Minggu, 05 Februari 2017

#4 Sampit, Kota Sejuta Kenangan

Sampit adalah kota sejuta kenangan dan kesempatan. Bumi Habaring Hurung, demikian semboyan kabupaten Kotawaringin Timur menunjukkan bahwa dengan Gotong Royong kita semua bisa membangun sebuah tempat tinggal yang aman dan nyaman bagi semua masyarakatnya.

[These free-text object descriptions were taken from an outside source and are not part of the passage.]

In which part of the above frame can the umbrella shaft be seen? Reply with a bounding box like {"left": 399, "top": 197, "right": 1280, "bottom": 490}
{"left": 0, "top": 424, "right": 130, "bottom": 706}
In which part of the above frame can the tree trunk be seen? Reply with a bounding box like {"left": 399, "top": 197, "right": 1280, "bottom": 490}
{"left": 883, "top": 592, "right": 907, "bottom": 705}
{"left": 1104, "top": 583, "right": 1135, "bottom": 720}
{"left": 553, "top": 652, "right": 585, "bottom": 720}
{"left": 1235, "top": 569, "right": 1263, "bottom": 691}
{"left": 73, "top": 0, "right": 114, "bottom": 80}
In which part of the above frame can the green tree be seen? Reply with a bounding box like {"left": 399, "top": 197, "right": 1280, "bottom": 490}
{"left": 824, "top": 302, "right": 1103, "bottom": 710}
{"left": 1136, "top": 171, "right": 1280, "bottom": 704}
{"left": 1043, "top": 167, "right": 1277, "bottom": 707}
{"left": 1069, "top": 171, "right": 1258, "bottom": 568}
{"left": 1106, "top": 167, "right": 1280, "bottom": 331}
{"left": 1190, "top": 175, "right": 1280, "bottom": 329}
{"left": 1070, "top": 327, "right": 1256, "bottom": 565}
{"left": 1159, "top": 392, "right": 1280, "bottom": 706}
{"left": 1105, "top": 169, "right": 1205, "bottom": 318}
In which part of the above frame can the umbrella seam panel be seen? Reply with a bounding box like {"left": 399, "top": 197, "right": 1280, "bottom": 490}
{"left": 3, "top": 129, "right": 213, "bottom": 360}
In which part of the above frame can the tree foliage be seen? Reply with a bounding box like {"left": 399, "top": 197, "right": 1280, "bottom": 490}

Kata Sampit menurut referensi yang pernah saya baca, asalnya dari bahasa cina yaitu angka 31. Konon zaman dahulu kala, ada 31 Pedagang Tiongkok yang datang mengunjungi daerah tersebut. Saat ini Sampit sebagai ibukota Kotawaringin Timur telah berusia 64 tahun. Banyak hal yang sudah dilewati oleh kota Sampit. Terutama yang tidak terlupakan adalah kerusuhan antar etnis di tahun 2001. Butuh waktu untuk memulihkan perekonomian dan pembangunan kota. Namun 16 tahun kemudian, Sampit maju demikian pesatnya. Warga-warganya damai dan rukun. Perekonomian membaik. Investor-investor banyak membangun daerah. Perusahaan besar multinasional yang bergerak di bidang industri kelapa sawit maupun pertambangan membangun usaha mereka. Dan yang paling penting, Sampit menjadi kota yang mempunyai sejuta kesempatan. Lapangan kerja terbuka lebar dan usaha kecil menengah semakin banyak bermunculan.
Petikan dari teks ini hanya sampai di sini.